The original inspiration for these dolls came from eye idols. Hundreds were found in the Eye Temple in Tell Brak, located in northeastern Syria. Dated at 3000 BC, they were thought to be offerings to the gods. The eye is a magical and religious symbol in many cultures: a window to the soul, a gateway to awakening, offering both protection and enlightenment.
The first knitted doll I did was simple, like the eye idols.
Another inspiration comes from Peruvian fiber dolls. The ancient ones were found in graves, and seem to have been created specifically for each burial. Modern textile artists in the Andes have used ancient textile fragments to recreate dolls in the old style for sale. I was lucky enough to purchase one in a thrift shop, although at the time I had no idea of its connection to history.
I’ve called the doll I finished last week Magician. It took me a lot longer than I anticipated because I decided the hair and head covering needed beads and sequins. Lots of beads and sequins. I like the effect, although it makes the doll a little top-heavy.
Saturnalia is a mask made from a knit swatch that has been manipulated and stitched with embroidery floss. For over 20 years I made knit sample swatches for a series of reps to sell to manufacturers in the fashion industry. Of course, not every swatch would sell, so the reps would return them, and I’ve used them to make many things. This is my first swatch mask; I sculpted and stitched it directly onto the canvas. As with many of my textile projects, it’s a long process, and the second one I expect will also take many months. One of the advantages of working slowly is that things evolve, often in unexpected forms. I like that.

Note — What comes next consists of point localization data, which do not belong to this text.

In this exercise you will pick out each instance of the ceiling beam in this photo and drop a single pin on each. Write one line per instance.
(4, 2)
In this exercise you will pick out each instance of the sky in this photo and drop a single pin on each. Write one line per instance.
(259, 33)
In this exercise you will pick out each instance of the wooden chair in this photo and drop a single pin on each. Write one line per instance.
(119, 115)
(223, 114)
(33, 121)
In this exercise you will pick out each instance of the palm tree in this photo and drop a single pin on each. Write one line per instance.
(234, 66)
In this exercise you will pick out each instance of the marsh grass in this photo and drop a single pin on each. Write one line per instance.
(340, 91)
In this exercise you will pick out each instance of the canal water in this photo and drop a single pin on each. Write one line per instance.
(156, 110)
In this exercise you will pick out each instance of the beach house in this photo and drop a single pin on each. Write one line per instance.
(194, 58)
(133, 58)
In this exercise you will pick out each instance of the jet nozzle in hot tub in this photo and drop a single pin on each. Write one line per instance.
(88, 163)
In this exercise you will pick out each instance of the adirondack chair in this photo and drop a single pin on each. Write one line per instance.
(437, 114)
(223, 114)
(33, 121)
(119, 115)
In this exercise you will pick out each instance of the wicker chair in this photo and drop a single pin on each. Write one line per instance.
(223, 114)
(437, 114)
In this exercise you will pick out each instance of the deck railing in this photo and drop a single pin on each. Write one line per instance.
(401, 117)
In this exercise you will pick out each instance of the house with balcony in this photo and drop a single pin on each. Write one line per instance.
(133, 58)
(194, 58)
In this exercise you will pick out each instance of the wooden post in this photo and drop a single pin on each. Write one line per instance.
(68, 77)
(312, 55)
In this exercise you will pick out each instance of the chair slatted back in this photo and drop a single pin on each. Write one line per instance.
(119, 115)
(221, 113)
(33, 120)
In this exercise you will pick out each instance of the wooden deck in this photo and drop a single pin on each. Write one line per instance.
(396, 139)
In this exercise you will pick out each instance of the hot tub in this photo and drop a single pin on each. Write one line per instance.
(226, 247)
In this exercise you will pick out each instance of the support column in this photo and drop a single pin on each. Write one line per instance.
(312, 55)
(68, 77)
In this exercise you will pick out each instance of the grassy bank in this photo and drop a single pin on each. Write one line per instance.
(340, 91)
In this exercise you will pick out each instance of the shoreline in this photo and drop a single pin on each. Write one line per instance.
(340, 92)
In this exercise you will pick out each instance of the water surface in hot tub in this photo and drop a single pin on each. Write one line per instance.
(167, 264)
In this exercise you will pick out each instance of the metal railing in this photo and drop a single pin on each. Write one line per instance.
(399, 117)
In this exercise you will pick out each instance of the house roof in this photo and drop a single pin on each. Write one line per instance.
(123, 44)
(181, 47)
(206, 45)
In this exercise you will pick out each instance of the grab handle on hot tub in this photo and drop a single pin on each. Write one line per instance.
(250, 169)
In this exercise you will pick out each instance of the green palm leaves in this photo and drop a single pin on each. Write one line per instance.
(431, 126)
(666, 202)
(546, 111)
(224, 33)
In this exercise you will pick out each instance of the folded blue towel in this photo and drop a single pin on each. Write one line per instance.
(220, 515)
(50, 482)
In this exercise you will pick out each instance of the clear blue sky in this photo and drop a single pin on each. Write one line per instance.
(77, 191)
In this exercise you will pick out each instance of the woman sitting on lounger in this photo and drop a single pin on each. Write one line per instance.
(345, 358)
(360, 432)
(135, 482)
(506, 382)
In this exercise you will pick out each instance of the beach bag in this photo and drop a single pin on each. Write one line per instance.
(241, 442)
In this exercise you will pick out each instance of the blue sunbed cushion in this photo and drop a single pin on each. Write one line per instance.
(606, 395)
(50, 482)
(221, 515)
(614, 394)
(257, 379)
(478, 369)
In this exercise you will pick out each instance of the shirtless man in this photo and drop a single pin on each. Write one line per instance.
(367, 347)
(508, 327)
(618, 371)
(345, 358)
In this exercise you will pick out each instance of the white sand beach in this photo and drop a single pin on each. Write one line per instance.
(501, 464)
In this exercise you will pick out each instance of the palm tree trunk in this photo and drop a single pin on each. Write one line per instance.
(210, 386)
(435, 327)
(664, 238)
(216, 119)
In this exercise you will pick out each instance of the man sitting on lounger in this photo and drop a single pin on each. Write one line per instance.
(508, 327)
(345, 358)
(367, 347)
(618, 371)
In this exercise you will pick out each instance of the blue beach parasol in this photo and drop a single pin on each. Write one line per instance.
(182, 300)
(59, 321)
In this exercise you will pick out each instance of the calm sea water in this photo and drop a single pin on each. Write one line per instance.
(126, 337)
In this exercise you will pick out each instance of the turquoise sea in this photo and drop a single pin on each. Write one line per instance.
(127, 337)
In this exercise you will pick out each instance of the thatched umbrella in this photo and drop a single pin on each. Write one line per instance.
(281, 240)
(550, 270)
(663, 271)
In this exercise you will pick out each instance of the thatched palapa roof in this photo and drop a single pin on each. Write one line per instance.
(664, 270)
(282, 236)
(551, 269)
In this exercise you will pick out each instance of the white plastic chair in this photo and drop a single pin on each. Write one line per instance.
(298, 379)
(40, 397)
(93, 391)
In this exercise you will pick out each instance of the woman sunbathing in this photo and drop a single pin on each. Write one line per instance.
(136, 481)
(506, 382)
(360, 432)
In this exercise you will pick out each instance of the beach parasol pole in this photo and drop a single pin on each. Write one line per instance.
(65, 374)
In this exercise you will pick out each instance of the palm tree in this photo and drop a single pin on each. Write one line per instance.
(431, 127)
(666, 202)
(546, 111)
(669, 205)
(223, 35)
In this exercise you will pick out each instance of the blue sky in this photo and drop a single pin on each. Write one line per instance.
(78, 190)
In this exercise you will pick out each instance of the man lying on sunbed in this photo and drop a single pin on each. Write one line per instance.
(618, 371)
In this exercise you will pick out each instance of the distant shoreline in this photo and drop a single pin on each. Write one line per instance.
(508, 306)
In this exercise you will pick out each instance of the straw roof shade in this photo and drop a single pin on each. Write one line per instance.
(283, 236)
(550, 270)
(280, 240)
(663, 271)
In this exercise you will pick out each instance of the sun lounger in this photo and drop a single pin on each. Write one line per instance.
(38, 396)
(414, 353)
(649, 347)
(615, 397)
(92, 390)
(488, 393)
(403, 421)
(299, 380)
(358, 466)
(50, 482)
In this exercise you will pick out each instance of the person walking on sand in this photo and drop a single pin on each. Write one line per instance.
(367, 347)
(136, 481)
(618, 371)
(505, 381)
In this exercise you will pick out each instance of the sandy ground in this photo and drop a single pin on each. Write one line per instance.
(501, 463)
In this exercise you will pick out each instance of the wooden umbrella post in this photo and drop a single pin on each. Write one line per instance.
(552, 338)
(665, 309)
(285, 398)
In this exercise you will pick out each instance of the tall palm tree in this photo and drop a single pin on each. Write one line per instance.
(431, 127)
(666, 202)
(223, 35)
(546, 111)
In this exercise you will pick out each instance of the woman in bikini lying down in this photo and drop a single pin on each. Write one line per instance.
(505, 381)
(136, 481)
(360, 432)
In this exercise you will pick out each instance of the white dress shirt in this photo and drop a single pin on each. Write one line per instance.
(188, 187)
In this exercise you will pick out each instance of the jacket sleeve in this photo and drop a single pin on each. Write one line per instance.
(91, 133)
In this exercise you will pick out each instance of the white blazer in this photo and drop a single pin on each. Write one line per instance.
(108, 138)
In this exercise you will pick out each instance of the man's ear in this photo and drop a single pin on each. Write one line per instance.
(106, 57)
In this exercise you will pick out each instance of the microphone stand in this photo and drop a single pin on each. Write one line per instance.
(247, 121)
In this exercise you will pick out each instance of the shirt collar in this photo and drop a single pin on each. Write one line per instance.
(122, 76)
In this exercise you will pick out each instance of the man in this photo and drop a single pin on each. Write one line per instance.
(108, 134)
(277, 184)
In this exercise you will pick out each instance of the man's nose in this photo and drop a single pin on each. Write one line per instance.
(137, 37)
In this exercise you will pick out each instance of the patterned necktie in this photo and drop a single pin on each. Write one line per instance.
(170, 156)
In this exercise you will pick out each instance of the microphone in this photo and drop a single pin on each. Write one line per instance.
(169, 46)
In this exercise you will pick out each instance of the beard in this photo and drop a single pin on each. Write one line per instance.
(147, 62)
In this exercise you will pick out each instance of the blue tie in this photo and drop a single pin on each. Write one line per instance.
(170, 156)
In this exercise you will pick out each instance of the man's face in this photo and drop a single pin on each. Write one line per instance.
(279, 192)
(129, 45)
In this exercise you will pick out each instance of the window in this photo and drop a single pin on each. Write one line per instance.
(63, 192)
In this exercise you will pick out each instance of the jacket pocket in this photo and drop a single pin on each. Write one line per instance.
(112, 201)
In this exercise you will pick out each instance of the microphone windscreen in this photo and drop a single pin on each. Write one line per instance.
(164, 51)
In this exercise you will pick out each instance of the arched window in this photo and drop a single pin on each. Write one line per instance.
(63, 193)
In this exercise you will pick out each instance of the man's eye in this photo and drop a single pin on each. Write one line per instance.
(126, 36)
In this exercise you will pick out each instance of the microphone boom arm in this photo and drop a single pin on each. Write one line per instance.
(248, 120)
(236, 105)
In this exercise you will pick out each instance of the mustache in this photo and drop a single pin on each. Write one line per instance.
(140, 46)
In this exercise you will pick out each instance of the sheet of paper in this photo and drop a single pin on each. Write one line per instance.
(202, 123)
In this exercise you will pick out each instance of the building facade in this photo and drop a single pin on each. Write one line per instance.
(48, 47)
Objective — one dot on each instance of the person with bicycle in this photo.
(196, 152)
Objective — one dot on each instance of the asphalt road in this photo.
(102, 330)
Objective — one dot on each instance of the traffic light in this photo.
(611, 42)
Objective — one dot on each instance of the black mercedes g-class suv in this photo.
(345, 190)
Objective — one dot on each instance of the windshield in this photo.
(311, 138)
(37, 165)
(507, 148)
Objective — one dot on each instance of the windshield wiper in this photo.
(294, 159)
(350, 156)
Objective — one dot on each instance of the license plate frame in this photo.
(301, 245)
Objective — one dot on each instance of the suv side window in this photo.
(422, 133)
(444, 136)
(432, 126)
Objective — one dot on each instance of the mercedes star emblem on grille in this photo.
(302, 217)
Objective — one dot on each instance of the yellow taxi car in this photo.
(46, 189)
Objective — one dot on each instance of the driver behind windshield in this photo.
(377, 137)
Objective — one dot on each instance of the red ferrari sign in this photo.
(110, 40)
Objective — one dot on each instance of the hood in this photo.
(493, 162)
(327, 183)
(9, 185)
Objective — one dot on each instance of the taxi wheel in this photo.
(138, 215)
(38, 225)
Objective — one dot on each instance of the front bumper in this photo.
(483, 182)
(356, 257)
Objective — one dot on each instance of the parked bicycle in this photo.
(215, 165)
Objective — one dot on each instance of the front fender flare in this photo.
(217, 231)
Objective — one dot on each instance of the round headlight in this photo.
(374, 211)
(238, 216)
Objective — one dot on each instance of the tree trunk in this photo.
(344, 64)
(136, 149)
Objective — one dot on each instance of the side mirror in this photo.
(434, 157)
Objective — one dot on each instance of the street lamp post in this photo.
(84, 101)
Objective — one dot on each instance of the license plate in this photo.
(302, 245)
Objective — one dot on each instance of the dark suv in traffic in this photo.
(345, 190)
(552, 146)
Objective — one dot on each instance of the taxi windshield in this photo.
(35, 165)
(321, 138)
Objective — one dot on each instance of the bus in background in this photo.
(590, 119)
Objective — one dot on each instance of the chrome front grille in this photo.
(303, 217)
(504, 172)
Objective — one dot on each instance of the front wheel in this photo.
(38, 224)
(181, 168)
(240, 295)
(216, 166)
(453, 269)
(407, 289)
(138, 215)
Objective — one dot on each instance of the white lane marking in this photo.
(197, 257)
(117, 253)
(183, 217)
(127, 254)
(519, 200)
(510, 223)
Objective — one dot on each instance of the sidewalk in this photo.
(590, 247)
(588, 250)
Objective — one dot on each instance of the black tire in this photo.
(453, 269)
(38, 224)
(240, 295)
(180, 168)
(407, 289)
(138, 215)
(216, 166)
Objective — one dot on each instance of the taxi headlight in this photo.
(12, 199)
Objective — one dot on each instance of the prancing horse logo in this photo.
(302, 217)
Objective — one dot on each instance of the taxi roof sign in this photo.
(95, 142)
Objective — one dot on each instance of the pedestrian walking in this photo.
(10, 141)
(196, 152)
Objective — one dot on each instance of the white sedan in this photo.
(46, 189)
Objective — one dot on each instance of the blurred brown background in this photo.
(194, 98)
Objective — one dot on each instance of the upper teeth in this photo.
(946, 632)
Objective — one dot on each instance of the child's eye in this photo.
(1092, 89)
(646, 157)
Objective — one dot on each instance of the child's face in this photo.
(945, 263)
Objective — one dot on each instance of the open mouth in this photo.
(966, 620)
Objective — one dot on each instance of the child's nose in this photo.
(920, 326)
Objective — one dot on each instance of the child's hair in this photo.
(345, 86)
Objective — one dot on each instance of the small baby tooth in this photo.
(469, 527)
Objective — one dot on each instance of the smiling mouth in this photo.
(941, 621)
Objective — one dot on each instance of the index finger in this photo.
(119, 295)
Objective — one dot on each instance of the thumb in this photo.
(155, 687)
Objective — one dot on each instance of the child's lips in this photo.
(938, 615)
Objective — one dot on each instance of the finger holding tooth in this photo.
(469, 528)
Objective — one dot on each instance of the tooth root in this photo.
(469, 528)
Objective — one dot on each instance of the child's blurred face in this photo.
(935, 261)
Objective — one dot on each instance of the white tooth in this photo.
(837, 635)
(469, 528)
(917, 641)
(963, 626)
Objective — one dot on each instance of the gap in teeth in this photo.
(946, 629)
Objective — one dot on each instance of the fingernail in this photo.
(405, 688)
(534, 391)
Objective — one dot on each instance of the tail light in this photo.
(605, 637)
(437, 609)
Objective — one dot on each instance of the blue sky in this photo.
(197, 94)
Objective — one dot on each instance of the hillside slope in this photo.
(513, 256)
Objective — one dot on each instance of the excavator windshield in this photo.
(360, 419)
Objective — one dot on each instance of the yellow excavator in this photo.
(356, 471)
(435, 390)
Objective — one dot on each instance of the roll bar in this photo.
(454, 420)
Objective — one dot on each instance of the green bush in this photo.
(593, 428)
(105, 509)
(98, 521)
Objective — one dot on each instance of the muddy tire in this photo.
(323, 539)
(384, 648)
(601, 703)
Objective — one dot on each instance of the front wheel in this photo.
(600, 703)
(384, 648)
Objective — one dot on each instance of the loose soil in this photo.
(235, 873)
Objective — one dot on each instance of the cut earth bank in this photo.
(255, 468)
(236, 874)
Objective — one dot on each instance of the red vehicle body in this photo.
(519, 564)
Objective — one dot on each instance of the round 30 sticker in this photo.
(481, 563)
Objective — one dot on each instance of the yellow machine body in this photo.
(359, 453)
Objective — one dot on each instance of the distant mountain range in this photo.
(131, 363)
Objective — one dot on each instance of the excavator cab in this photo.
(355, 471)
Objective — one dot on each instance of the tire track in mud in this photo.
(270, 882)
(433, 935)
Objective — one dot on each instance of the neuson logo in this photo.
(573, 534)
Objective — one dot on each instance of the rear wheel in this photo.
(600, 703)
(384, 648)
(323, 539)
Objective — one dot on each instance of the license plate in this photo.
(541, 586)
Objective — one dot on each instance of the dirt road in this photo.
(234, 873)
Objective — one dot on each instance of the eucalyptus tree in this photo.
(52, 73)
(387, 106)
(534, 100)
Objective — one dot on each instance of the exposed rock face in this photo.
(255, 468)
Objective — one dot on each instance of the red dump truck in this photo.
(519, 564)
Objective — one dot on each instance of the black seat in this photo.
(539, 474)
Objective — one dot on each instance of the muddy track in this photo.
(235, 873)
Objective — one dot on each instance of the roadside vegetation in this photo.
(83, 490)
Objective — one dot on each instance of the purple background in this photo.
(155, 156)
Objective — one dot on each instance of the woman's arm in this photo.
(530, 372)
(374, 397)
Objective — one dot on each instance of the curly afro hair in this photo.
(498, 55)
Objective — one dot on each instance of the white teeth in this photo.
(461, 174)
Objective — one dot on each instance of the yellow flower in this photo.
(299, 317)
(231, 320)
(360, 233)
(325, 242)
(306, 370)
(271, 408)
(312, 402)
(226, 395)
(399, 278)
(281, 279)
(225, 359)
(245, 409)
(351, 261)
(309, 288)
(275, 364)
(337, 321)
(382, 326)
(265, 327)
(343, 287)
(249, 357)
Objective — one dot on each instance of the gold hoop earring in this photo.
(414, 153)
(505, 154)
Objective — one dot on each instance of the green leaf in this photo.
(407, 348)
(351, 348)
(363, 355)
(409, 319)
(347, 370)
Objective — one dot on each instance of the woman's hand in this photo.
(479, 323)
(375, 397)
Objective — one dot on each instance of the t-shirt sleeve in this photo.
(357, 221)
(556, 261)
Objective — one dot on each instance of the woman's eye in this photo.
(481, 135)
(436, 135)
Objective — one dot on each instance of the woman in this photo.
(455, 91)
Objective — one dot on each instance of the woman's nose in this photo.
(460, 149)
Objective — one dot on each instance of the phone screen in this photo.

Nina already posted some graphs from Fair-tex Mills, the garment center business where we met when we both worked there in the design department. Despite her attribution to me of higher status, we both had the same boss, who had started out as a print designer and wanted to introduce a line of prints on knits to the knitting mill. That’s why she hired Nina. I was there to do knit patterns.
Like Texfi, Fair-tex did plenty of double knits, and I found some plaid graphs in my files. But fashion t-shirts were beginning to have an impact, and they not only had single knit machinery, but machines to produce velour. That’s the image at the beginning of this post.
Stripes, stripes, stripes.
That’s what I was really mostly doing. Remember, no computers back then in the 1970’s, so I did “paste-ups” of different color combinations and stripe arrangements, both for the line as special requests from customers.
No one would ever call me detail-oriented, yet I cut out thin rows of knitted color and placed them painstakingly on masking tape to produce what looked like a knitted stripe. Over and over and over. If we didn’t have a knit-down of the correct color, I matched it as closely as possible to Pantone Paper, and cut and pasted that.
Well, I was younger then…and I’ve always loved working with color. And I met Nina! Here we still are, 35 years down the road.
And I’m still designing knitted stripes.